Discovery of a Hematopoietic Manifold in scGPT Yields a Method for Extracting Performant Algorithms from Biological Foundation Model Internals

TL;DR

This paper uncovers a biologically meaningful hematopoietic algorithm within the scGPT foundation model, demonstrating how to extract and validate a compact, interpretable algorithm that outperforms existing methods in pseudotime ordering and cell subtype classification.

Contribution

It introduces a novel three-stage extraction method to derive a compact, interpretable hematopoietic algorithm from scGPT, validated across multiple datasets and benchmarks.

Findings

Extracted algorithm achieves superior pseudotime ordering.

Outperforms baseline methods on key cell subtype endpoints.

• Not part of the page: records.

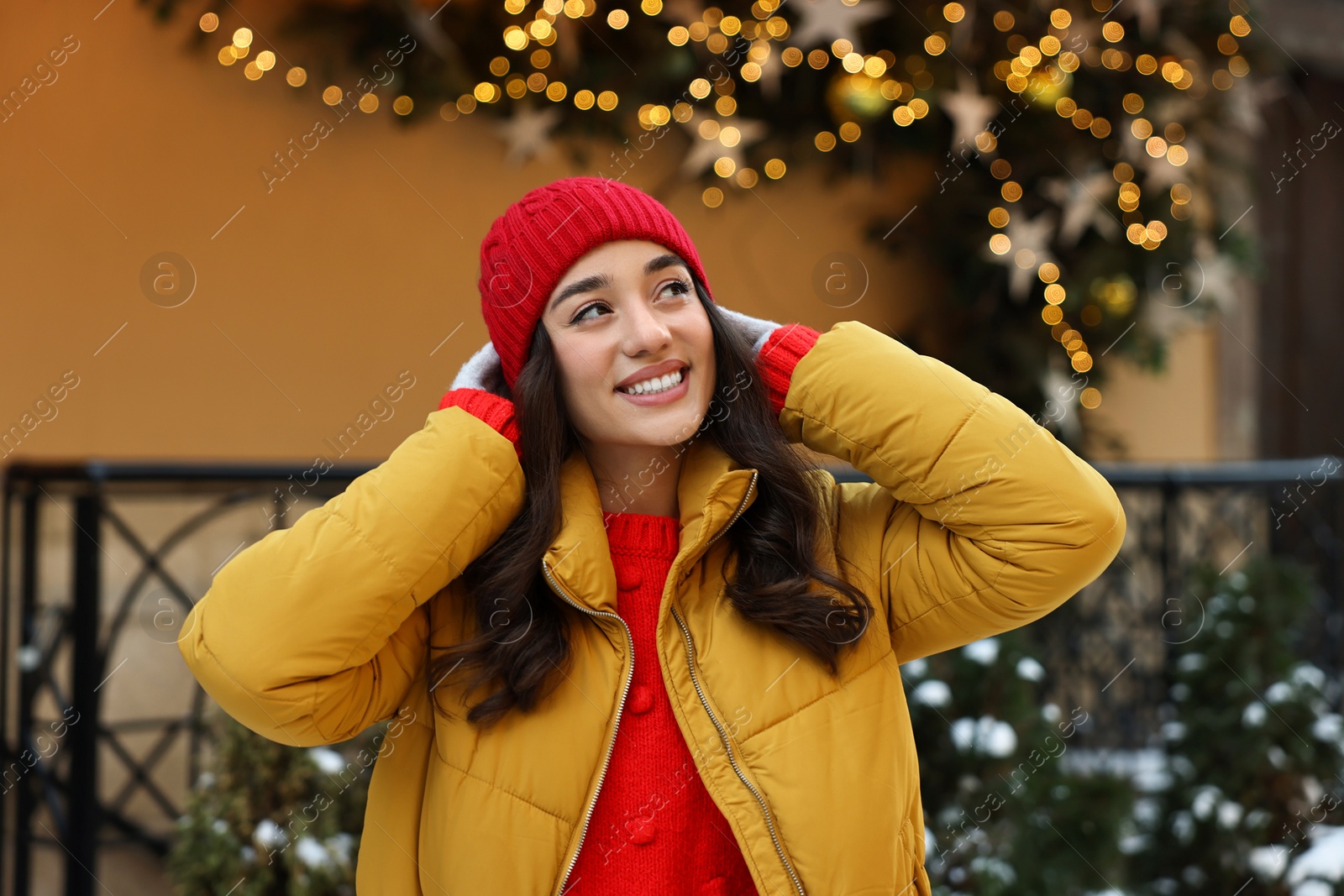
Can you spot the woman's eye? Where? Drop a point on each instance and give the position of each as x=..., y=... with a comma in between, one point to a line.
x=682, y=289
x=585, y=311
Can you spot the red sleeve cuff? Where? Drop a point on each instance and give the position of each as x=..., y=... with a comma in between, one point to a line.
x=780, y=355
x=496, y=411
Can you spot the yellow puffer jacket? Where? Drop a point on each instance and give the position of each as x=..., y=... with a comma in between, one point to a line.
x=976, y=521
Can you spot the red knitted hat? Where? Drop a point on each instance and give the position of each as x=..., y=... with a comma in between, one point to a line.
x=538, y=238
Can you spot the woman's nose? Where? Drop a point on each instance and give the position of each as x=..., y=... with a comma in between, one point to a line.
x=645, y=331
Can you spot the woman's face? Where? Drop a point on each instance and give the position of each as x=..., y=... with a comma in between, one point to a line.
x=625, y=313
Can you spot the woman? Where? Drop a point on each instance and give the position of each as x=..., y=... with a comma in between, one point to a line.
x=625, y=638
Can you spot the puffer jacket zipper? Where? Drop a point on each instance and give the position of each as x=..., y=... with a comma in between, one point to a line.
x=723, y=735
x=625, y=688
x=629, y=638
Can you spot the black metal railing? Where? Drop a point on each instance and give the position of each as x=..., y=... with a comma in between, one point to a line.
x=60, y=647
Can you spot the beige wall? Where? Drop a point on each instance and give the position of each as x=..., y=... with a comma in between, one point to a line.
x=351, y=270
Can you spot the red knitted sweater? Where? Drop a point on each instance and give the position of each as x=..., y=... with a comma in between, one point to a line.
x=654, y=829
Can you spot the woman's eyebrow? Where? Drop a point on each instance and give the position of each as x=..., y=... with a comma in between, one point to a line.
x=600, y=281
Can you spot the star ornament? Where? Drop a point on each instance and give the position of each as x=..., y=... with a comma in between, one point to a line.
x=1026, y=237
x=971, y=112
x=828, y=20
x=526, y=132
x=1084, y=203
x=703, y=152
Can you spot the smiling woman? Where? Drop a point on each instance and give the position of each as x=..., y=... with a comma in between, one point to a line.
x=692, y=688
x=635, y=352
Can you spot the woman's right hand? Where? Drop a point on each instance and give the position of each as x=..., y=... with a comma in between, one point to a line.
x=480, y=390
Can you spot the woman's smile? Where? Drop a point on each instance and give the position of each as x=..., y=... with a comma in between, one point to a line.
x=664, y=396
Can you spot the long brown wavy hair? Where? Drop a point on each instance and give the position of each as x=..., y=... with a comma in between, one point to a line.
x=507, y=584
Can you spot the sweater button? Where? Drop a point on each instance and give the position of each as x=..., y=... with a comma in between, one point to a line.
x=640, y=699
x=628, y=578
x=643, y=833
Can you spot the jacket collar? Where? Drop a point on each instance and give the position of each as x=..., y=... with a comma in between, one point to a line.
x=710, y=490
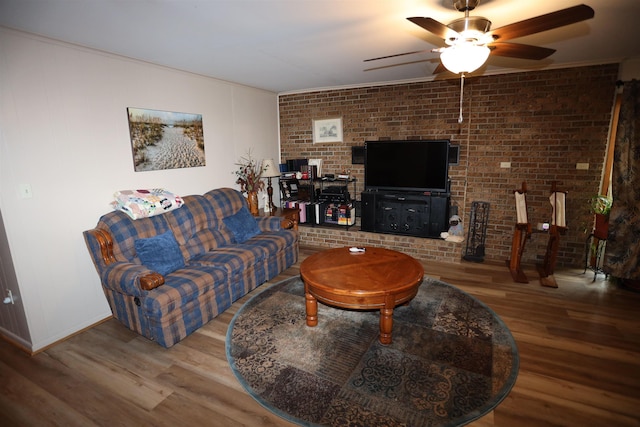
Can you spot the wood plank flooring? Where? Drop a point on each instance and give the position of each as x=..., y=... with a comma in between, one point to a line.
x=579, y=363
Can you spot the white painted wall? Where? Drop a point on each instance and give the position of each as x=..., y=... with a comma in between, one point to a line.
x=64, y=132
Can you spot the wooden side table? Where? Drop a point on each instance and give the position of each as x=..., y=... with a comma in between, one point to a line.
x=290, y=217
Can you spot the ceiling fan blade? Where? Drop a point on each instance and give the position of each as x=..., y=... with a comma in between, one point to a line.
x=397, y=54
x=435, y=27
x=545, y=22
x=397, y=65
x=522, y=51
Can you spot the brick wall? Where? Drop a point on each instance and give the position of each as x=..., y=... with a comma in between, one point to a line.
x=542, y=122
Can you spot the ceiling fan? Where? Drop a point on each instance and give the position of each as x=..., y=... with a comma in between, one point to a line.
x=470, y=40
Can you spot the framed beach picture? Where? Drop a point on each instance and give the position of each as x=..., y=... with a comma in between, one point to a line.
x=327, y=130
x=165, y=140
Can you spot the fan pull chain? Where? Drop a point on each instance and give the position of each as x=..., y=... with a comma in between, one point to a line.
x=461, y=96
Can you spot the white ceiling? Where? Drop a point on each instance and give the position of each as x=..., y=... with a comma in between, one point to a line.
x=296, y=45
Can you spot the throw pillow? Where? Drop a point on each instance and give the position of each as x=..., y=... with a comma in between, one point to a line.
x=242, y=225
x=160, y=253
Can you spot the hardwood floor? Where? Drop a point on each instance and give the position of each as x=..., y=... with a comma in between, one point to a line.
x=579, y=363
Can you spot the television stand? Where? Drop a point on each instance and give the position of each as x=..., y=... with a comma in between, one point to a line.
x=405, y=213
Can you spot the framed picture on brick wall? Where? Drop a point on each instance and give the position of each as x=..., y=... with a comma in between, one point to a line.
x=327, y=130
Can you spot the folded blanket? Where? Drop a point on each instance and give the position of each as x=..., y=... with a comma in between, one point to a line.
x=145, y=203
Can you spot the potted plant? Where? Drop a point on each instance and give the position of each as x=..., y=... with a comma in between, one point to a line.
x=601, y=206
x=248, y=175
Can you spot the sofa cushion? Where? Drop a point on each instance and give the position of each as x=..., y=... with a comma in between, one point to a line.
x=242, y=224
x=160, y=253
x=125, y=231
x=196, y=227
x=186, y=285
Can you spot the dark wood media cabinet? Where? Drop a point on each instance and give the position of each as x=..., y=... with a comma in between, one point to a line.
x=408, y=214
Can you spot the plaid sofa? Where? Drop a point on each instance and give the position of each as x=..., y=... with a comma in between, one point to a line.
x=217, y=270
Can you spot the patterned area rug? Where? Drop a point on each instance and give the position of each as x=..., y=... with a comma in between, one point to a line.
x=451, y=361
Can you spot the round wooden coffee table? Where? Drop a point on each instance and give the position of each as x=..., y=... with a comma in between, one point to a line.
x=374, y=279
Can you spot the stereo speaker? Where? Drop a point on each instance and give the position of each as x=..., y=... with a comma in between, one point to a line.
x=357, y=155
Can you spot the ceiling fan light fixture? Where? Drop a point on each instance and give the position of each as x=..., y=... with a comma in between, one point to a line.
x=464, y=57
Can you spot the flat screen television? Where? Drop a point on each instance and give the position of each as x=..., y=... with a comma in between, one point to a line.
x=411, y=165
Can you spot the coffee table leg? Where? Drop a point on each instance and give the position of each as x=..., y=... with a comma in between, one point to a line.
x=386, y=325
x=312, y=309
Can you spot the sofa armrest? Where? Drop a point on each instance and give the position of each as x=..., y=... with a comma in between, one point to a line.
x=130, y=279
x=125, y=277
x=275, y=223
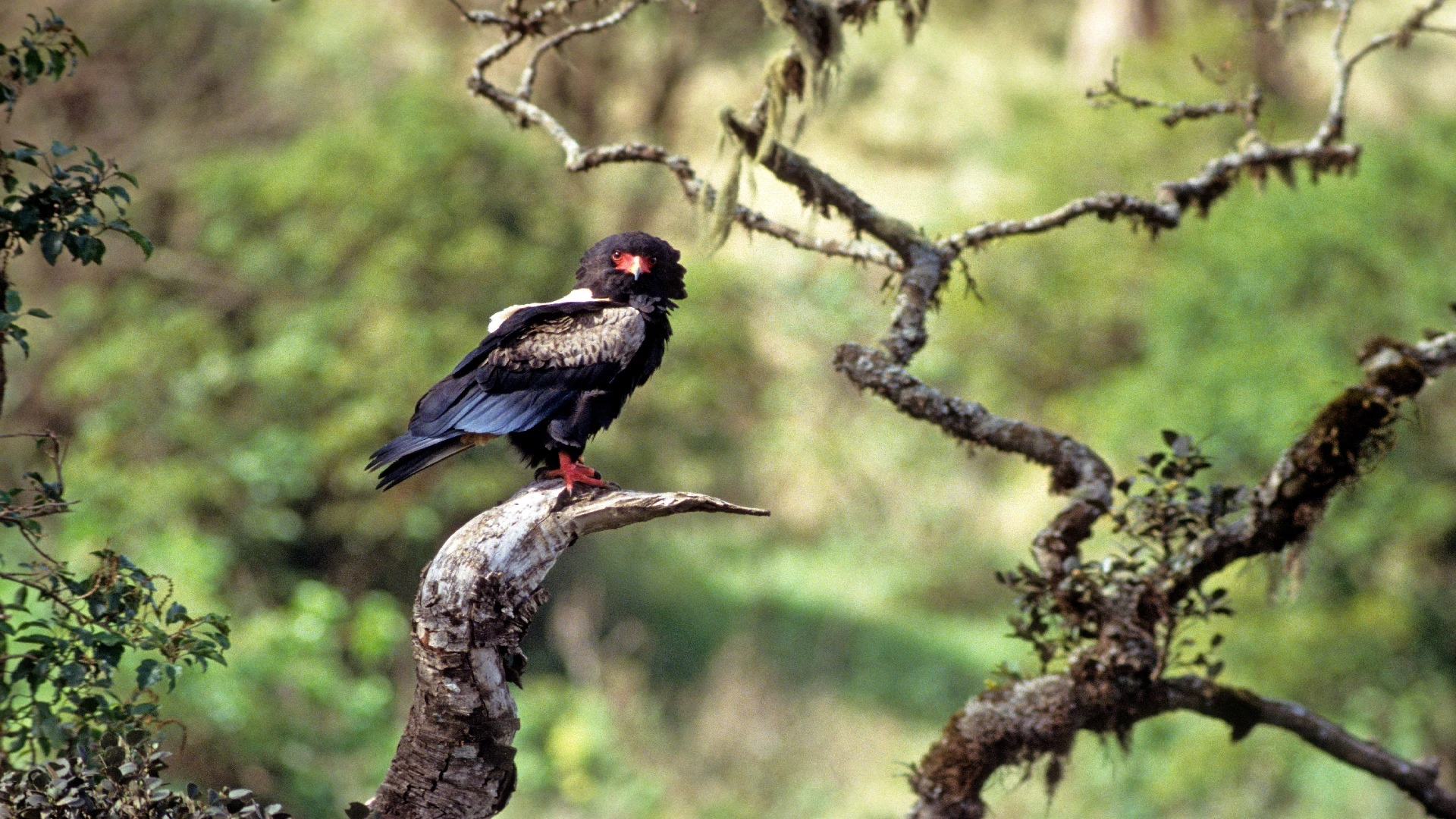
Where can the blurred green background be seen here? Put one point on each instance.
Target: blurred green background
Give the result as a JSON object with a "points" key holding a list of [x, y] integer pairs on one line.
{"points": [[335, 221]]}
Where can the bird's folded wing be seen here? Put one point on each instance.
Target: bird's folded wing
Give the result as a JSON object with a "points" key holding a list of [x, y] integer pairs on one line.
{"points": [[525, 379]]}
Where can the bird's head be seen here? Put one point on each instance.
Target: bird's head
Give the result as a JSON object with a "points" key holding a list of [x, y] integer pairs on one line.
{"points": [[632, 264]]}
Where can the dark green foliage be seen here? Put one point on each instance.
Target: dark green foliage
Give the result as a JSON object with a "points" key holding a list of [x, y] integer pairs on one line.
{"points": [[63, 637], [120, 779], [66, 207], [47, 49], [22, 507], [1159, 525]]}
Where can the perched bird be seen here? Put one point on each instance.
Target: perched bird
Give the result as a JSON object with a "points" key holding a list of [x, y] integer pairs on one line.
{"points": [[552, 375]]}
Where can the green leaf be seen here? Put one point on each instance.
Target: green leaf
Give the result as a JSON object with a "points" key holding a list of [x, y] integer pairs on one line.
{"points": [[52, 243], [149, 673]]}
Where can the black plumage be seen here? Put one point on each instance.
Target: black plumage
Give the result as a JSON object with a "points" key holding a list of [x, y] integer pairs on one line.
{"points": [[552, 375]]}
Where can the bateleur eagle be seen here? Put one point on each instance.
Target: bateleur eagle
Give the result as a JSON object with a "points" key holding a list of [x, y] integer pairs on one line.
{"points": [[552, 375]]}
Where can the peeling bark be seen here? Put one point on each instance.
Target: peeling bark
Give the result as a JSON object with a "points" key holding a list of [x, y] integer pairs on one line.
{"points": [[475, 601]]}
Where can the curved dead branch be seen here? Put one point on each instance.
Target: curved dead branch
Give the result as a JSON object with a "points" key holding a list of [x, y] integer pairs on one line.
{"points": [[475, 601], [1292, 499], [1075, 468], [1116, 681], [1242, 710]]}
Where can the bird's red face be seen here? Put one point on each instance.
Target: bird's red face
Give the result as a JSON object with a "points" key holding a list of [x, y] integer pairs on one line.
{"points": [[632, 262]]}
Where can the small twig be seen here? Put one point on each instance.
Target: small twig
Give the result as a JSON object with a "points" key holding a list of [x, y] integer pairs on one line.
{"points": [[1334, 124], [1076, 469], [557, 39]]}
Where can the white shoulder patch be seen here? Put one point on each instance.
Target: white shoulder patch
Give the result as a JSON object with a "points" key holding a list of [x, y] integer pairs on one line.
{"points": [[579, 295]]}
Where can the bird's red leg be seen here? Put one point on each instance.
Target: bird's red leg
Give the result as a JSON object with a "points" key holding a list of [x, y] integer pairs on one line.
{"points": [[576, 472]]}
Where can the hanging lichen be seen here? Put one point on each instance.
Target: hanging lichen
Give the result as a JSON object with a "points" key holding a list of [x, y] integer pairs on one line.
{"points": [[726, 206], [817, 36], [783, 79], [912, 14]]}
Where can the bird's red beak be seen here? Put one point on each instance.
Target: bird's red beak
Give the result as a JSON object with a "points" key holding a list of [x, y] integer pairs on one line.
{"points": [[634, 264]]}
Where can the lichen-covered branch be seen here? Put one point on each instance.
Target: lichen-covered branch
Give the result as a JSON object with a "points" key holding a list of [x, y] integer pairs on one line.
{"points": [[519, 27], [1242, 710], [1075, 468], [1114, 675], [1116, 681], [475, 601]]}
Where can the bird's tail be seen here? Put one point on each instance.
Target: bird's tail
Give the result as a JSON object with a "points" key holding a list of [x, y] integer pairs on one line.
{"points": [[408, 455]]}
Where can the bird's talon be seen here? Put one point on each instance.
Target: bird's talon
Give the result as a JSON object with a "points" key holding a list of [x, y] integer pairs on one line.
{"points": [[577, 472]]}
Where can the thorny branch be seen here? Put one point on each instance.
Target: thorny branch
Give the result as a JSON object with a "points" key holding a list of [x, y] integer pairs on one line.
{"points": [[520, 25], [1111, 684], [1111, 93]]}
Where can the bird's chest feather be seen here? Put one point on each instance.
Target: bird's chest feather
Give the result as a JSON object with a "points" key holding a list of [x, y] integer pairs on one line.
{"points": [[612, 335]]}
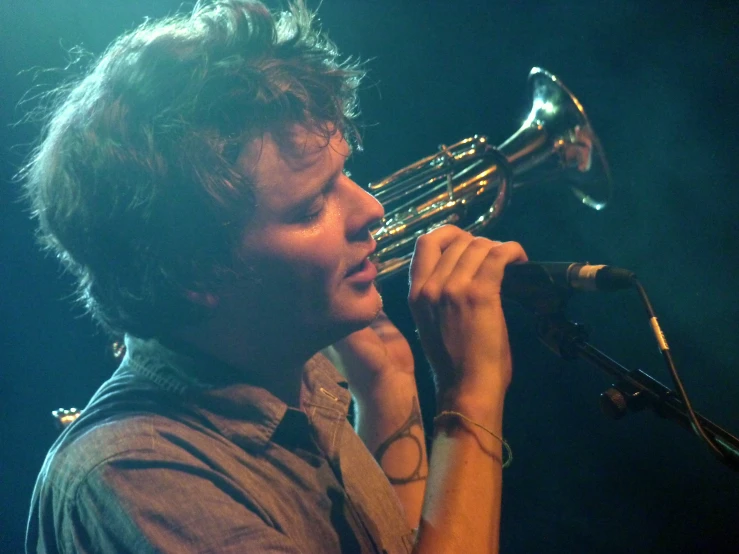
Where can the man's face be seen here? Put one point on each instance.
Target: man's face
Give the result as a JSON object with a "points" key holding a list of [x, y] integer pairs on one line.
{"points": [[309, 241]]}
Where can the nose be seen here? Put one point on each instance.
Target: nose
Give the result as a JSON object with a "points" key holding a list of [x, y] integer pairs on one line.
{"points": [[364, 212]]}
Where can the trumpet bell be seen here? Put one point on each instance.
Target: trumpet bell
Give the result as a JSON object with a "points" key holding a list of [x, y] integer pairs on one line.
{"points": [[470, 183]]}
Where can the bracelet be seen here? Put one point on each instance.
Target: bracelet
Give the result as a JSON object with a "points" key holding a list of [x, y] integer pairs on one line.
{"points": [[509, 452]]}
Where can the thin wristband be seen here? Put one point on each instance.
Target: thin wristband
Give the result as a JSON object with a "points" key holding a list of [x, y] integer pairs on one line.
{"points": [[504, 442]]}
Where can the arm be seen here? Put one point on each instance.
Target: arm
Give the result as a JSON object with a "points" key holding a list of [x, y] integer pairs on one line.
{"points": [[455, 300], [378, 364]]}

Mechanistic interpretability reveals core gene programs.

Abstract

We report the discovery and extraction of a compact hematopoietic algorithm from the single-cell foundation model scGPT, to our knowledge the first biologically useful, competitive algorithm extracted from a foundation model via mechanistic interpretability. We show that scGPT internally encodes a compact hematopoietic manifold with significant developmental branch structure, validated on a strict non-overlap Tabula Sapiens external panel and confirmed via frozen-head zero-shot transfer to an independent multi-donor immune panel. To isolate this geometry, we introduce a general three-stage extraction method consisting of direct operator export from frozen attention weights, a lightweight learned adaptor, and a task-specific readout, producing a standalone algorithm without target-dataset retraining. In 88-split donor-holdout benchmarks against scVI, Palantir, DPT, CellTypist, PCA, and raw-expression baselines, the extracted algorithm achieves the strongest pseudotime-depth ordering and leads on key subtype endpoints (CD4/CD8 AUROC 0.867, mono/macro AUROC 0.951). Compared to standard probing of frozen scGPT embeddings with a 3-layer MLP, the extracted head is BH-significantly better on 6/8 classification endpoints while completing a full 12-split evaluation campaign 34.5x faster with approximately 1000x fewer trainable parameters. The exported operator compresses from three pooled attention heads to a single head without statistically significant loss, and further to a rank-64 surrogate. Mechanistic interpretability of the compact operator reveals a concentrated four-factor core explaining 66.2% of ablation impact, with factors resolving into explicit T/lymphoid, B/plasma, granulocytic, and monocyte/macrophage gene programs. A supplementary second-manifold validation (intercellular communication geometry) confirms that the extraction method generalizes beyond hematopoiesis.